Course information

Course: PSC 2339-Comparative Political Economy
Lecture: Sunday, 8:30 p.m.
Classroom: Online


There are no prerequisites for this course.

Learning objectives

Students in this course should strive to meet the following objectives:

  1. Demonstrate a basic familiarity with the field of comparative political economy.
  2. Leverage differences between countries or regions to analyze the effects of institutions on economic outcomes and vice-versa.
  3. Demonstrate how historical legacies shape contemporary political and economic outcomes.
  4. Discern basic differences in institutional and economic structures shape how countries interact with the global economy.

Discern basic differences in institutional and economic structures shape how countries interact with the global economy.


Students will read approximately 75 pages per week of academic material during the semester.

All academic readings are available through Gelman library proxy services except the following two texts, which students should purchase the following two texts from an online vendor:

📖 Joseph Stiglitz, People, Power, and Profits

📖 John Judis, The Politics of Our Time

Class participation

This class is structured so that students have ample opportunity to participate in class discussions. Students are encouraged to voice their opinions both in small group settings as well as in broader class discussions and to ask clarifying questions when the need arises.


  1. Two data assignments (5% percent each)
  2. Three exams (15% each)
  3. Final project (45% of final grade)
    1. Outline and sources (10%)
    2. White paper (15%)
    3. Power BI report (20%)

Data assignments

Students will complete two graded data assignments. These exercises will be oriented towards strengthening the student’s ability to manipulate, visualize and communicate data with Microsoft Excel.


Students will take three non-comprehensive take-home exams.
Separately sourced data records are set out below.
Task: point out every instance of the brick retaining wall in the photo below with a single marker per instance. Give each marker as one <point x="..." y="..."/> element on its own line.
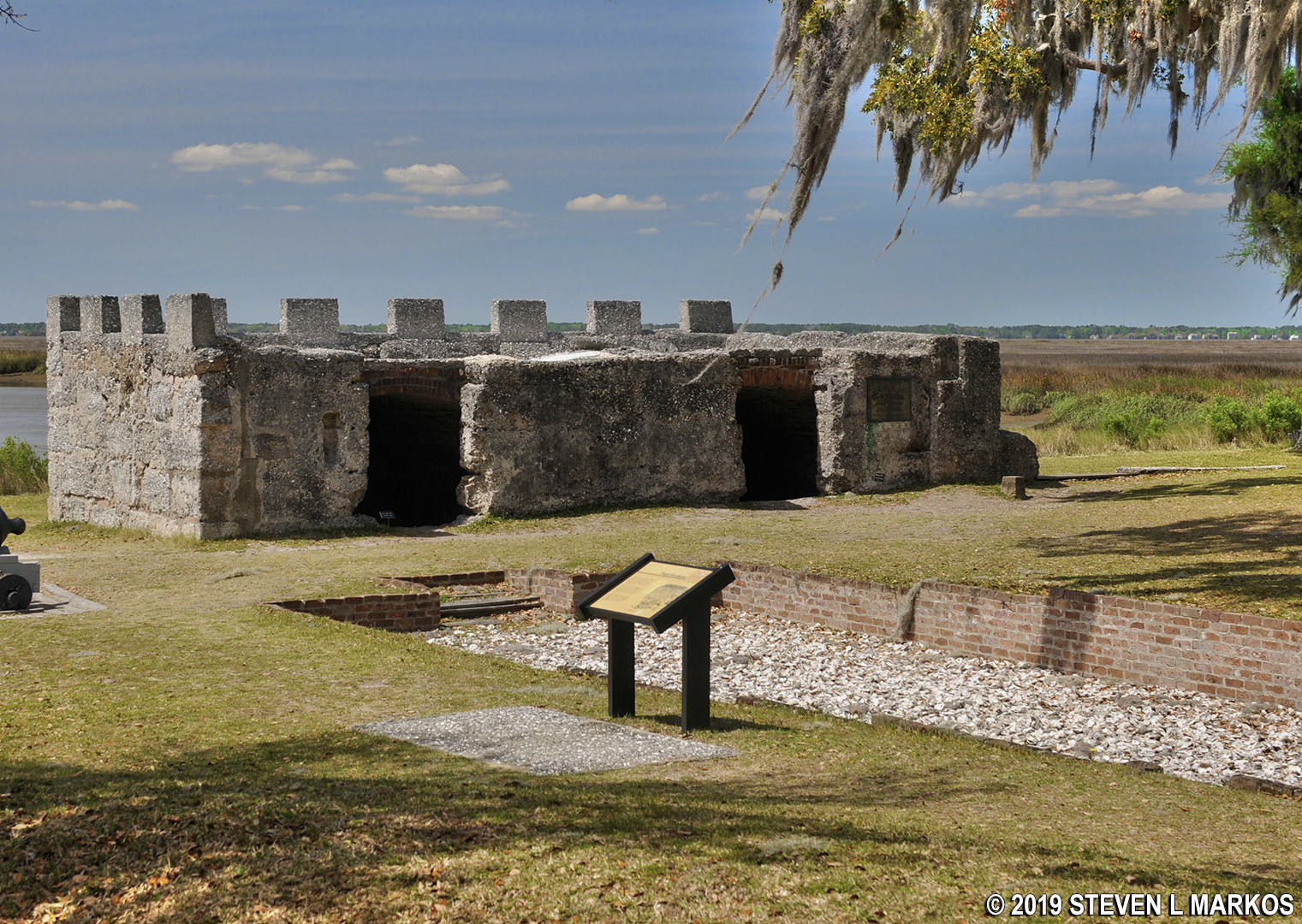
<point x="1234" y="654"/>
<point x="392" y="612"/>
<point x="557" y="589"/>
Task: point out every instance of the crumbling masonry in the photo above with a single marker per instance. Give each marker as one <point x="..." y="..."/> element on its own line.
<point x="159" y="419"/>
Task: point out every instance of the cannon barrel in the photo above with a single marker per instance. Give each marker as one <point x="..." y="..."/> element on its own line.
<point x="10" y="527"/>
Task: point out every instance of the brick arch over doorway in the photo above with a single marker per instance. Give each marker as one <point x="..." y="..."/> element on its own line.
<point x="779" y="422"/>
<point x="414" y="431"/>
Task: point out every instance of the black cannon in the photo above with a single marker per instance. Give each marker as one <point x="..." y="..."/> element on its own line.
<point x="15" y="589"/>
<point x="10" y="527"/>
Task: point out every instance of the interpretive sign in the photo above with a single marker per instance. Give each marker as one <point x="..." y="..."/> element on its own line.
<point x="659" y="594"/>
<point x="889" y="400"/>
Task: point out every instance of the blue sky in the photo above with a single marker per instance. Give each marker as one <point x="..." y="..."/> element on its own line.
<point x="560" y="151"/>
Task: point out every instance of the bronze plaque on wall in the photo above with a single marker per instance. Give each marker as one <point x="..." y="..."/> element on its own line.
<point x="889" y="400"/>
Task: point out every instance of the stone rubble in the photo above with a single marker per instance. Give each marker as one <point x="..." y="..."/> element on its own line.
<point x="853" y="676"/>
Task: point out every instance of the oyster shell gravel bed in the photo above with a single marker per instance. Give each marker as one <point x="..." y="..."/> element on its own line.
<point x="853" y="676"/>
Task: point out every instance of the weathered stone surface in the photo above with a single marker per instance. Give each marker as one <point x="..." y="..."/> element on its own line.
<point x="1019" y="456"/>
<point x="520" y="320"/>
<point x="100" y="314"/>
<point x="697" y="315"/>
<point x="220" y="319"/>
<point x="310" y="322"/>
<point x="417" y="317"/>
<point x="606" y="317"/>
<point x="189" y="322"/>
<point x="141" y="315"/>
<point x="62" y="312"/>
<point x="181" y="432"/>
<point x="611" y="431"/>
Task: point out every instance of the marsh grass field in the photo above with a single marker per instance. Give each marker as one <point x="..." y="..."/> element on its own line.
<point x="1097" y="396"/>
<point x="187" y="755"/>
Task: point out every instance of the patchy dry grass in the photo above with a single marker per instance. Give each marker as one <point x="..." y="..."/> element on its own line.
<point x="185" y="755"/>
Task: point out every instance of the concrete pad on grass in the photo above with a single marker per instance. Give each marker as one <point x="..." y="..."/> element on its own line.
<point x="54" y="601"/>
<point x="544" y="741"/>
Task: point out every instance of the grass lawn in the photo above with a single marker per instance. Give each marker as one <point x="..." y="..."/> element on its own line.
<point x="185" y="754"/>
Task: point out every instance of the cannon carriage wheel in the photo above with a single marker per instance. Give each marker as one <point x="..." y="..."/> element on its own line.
<point x="15" y="592"/>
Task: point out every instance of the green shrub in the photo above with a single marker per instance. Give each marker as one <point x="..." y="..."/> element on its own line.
<point x="1022" y="402"/>
<point x="1122" y="427"/>
<point x="1226" y="418"/>
<point x="1276" y="417"/>
<point x="21" y="361"/>
<point x="22" y="471"/>
<point x="1134" y="431"/>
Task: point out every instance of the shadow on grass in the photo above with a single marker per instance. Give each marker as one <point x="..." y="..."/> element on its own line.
<point x="1222" y="487"/>
<point x="1252" y="556"/>
<point x="274" y="826"/>
<point x="227" y="829"/>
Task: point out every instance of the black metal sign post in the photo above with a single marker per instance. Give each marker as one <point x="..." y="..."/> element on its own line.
<point x="657" y="594"/>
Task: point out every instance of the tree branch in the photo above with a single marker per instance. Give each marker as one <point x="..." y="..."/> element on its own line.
<point x="1106" y="68"/>
<point x="8" y="15"/>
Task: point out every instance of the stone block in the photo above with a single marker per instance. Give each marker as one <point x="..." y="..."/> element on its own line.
<point x="189" y="322"/>
<point x="220" y="324"/>
<point x="520" y="320"/>
<point x="699" y="315"/>
<point x="310" y="322"/>
<point x="615" y="317"/>
<point x="100" y="314"/>
<point x="141" y="315"/>
<point x="62" y="314"/>
<point x="417" y="317"/>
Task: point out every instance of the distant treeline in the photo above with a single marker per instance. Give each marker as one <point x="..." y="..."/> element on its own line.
<point x="999" y="332"/>
<point x="1047" y="331"/>
<point x="22" y="329"/>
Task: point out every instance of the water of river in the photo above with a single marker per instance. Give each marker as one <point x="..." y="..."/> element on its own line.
<point x="22" y="414"/>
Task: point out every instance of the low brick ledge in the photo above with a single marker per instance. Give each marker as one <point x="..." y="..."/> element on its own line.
<point x="391" y="612"/>
<point x="1237" y="656"/>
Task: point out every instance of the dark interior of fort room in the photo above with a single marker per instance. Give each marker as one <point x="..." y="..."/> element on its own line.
<point x="779" y="441"/>
<point x="415" y="461"/>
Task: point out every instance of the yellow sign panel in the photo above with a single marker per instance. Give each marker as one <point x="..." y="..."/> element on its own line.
<point x="650" y="589"/>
These exams will test the students’ knowledge of the reading material as well as arguments, concepts, and facts presented and discussed in class. Exams will be comprised some combination of multiple choice, fill in the blank, true or false, short answer and essay questions.

Final project

Each student will complete a final project that will be developed throughout the semester. The project is comprised of three components (an outline, a white paper and a Tableau report). The objective of this project is to develop the student’s ability to incorporate data into an analysis of an important research topic in the field of comparative politics.

Out of class preparation

In a 15-week semester, including exam week, students are expected to spend a minimum of 100 minutes of out-of-class work for every 50 minutes of direct instruction, for a minimum total of 2.5 hours a week. A 3-credit course should include 2.5 hours of direct instruction and a minimum of 5 hours of independent learning or 7.5 hours per week.

Course policies

Grading scale

Range Letter Grade
94-100 A
90-93 A-
87-89 B+
84-86 B
80-83 B-
77-79 C+
74-76 C
70-73 C-
67-69 D+
64-66 D
60-63 D-
<59 F


Please come to class on time. It is distracting to me and to other students when you enter the class late.

Diversity in the classroom

We want to make sure that everyone has an opportunity to participate in class and to get the most out of their learning experience at GW. Moreover, we all benefit from a diversity of views in the classroom. Therefore, please be respectful of other people’s views and be mindful of when others are trying to participate.

Learning Needs

Please let me know if you have any special needs or learning requirements and so that I can accommodate them.


I try to respond to emails within 24 hours except on weekends. It is usually preferred to talk to me in person, however, either after class or during office hours.